The end of a marriage has many casualties beyond the husband and wife who have made a life-altering decision. Children are usually the most impacted by their mother and father splitting up. With the “Gray Divorce” trend where parents 50 years or older divorce, older offspring are forced to deal with the emotional aftermath.
Perhaps the last thing that anyone expects as they reach middle-age is their parents splitting up. The shock and trauma are equally significant as what actual children experience. Adult offspring feeling the loss and reeling from the shock can experience negative feelings ranging from irritability to grief. In an almost childlike manner, some may deny that the end of their parent’s marriage is a reality.
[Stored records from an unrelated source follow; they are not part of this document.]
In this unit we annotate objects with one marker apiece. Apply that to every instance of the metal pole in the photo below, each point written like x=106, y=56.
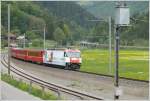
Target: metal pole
x=9, y=39
x=116, y=96
x=24, y=40
x=44, y=38
x=109, y=44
The anxiety felt by adult children
The most peaceful and cooperative marital dissolution creates anxiety that affects an adult child’s state of mind and impacts relationships they have with fellow family members and even coworkers. They may not be comforted by the oft-used scenario of it being better that it happened later in life as opposed to childhood. For many, those words do little to soothe the stress.
Offspring getting caught in the middle of two parents divorcing is not exclusive to young children. In many cases, a bad situation becomes worse when one parent starts complaining about the other or wants to keep tabs on the ex-spouse. They may request a blow-by-blow account of anything said about them, putting the adult child in an uncomfortable situation.
Refusal can strain the relationship. For an adult child already dealing with their own issues, divorce neutrality risks alienating one parent. Additionally, adult siblings may take sides, refusing to go to family functions and holiday gatherings because their mother or father might be there. That stance punishes not only adult children but also grandchildren who are already questioning why they don’t see grandma and grandpa together anymore.
Divorce can be complex and emotionally charged. Getting through it at any age presents significant legal challenges, not to mention overcoming the family rancor often inherent in the process.